I read with great interest the recent Opinion article (BRCA1 and BRCA2: different roles in a common pathway of genome protection. Nature Rev. Cancer 12, 68–78 (2012))1 by Roy and colleagues. Both BRCA1 and BRCA2 have vital roles in the same DNA repair pathway, homologous recombination (HR); nevertheless, the pathology and molecular biology of breast tumours that develop in BRCA1-mutation carriers are very different from those of BRCA2 mutation-associated breast tumours. Roy and colleagues provide several interesting theories to explain why BRCA1-mutation carriers predominantly develop oestrogen receptor (ER)-negative tumours, whereas BRCA2-mutation carriers show the same range of molecular subtypes as sporadic breast cancer. In this correspondence, I discuss a plausible explanation for this phenomenon, the cell of origin, based on recent findings.

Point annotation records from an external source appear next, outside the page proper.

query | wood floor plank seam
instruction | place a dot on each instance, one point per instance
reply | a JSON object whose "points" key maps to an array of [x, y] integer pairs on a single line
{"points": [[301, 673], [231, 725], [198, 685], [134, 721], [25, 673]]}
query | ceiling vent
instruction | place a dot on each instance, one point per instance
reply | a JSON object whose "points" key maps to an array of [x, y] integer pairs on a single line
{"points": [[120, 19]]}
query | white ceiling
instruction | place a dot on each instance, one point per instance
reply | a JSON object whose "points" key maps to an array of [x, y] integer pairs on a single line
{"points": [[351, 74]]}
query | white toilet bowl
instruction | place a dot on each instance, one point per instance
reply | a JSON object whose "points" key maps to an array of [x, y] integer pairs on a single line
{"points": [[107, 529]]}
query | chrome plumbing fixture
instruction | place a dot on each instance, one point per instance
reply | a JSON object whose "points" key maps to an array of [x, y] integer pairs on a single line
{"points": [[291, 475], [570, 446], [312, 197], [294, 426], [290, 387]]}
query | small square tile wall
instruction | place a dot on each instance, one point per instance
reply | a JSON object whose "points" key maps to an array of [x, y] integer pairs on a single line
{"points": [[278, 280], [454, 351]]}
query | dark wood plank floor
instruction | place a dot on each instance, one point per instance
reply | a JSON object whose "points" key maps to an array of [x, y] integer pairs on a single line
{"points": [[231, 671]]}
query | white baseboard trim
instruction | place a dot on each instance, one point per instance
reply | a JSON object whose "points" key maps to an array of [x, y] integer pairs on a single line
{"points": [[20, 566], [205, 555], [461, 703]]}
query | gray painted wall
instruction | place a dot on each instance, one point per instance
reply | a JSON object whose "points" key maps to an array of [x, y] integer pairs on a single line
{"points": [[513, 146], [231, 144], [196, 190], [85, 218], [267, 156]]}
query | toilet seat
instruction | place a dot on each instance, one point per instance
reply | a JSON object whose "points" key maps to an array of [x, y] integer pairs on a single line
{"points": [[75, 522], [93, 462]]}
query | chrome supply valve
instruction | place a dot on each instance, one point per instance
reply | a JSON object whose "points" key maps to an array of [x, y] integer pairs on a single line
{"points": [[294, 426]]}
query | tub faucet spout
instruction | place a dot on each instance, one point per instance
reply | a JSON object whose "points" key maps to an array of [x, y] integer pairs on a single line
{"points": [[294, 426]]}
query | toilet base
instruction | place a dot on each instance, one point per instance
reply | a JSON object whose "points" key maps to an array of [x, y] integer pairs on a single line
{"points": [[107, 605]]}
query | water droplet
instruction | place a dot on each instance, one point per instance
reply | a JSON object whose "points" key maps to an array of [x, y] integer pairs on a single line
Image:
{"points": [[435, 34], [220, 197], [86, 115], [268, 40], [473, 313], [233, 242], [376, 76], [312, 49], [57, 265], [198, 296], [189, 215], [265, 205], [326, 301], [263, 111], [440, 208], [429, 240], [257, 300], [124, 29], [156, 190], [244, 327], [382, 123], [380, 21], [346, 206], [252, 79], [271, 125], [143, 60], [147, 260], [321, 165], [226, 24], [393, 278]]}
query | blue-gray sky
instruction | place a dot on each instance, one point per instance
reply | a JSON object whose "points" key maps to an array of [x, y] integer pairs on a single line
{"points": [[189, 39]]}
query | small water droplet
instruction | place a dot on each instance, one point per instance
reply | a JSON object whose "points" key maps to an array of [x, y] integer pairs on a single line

Mammary stem cells (MaSCs), from which all the mammary epithelial cells originate, are ER-negative and give rise to progenitor cells2. Besides its roles in HR and many other processes, BRCA1 is required for the differentiation of progenitor cells to mature ER-positive luminal cells, whereas BRCA2 is not3. Consequently, luminal progenitor cells may accumulate in BRCA1-mutation carriers when the wild-type allele is lost, as they are unable to differentiate4. Having a defective HR pathway and the ability to self-renew, these cells are candidates to develop into undifferentiated ER-negative breast cancer5. Thus, because a lack of BRCA1 prevents cell differentiation, it can be assumed that most of the breast tumours that develop in BRCA1-mutation carriers originate from the same cell lineage, making BRCA1-associated cancer a homogeneous tumour group. Conversely, BRCA2-associated breast cancer is a heterogeneous group, showing the same diversity in molecular subtypes as sporadic breast cancer, with similar pathological and molecular characteristics6,7; this suggests that its origin is derived from different cell lineages. The average age at which BRCA2-mutation carriers are diagnosed with breast cancer is later than BRCA1 carriers; additionally, the risk of BRCA2-mutation carriers developing breast cancer is significantly lower. This supports the idea that BRCA1-deficient cells have an early advantage in becoming a tumour cell compared with BRCA2-deficient cells; that is, they have the ability to self-renew.

Remarkable similarities between sporadic and hereditary BRCA1-deficient breast cancer indicate that BRCA1 also has an early role in sporadic tumorigenesis8. However, it is likely that the loss of BRCA1 expression can occur at any stage of tumour development and in any molecular breast cancer subtype. To test the second explanation of Roy and colleagues — whether BRCA1 influences the transcriptional activity of ER — I reanalysed 51 ER-positive luminal breast tumours from an earlier study8. A small group (seven of 51) showed a typical BRCA1-like array-comparative genomic hybridization (aCGH) profile (as described elsewhere9), of which most (six of seven) showed clear BRCA1 mRNA downregulation, as determined by quantitative PCR. Although further research is required, these results suggest that ER expression is not affected by the absence of BRCA1.

Because of the wide range of differences found between BRCA2- and BRCA1-associated breast tumours, factors other than HR deficiency alone must have important roles in the development of hereditary breast cancer. Of these, the cell of origin might be the most influential factor on the characteristics of a tumour.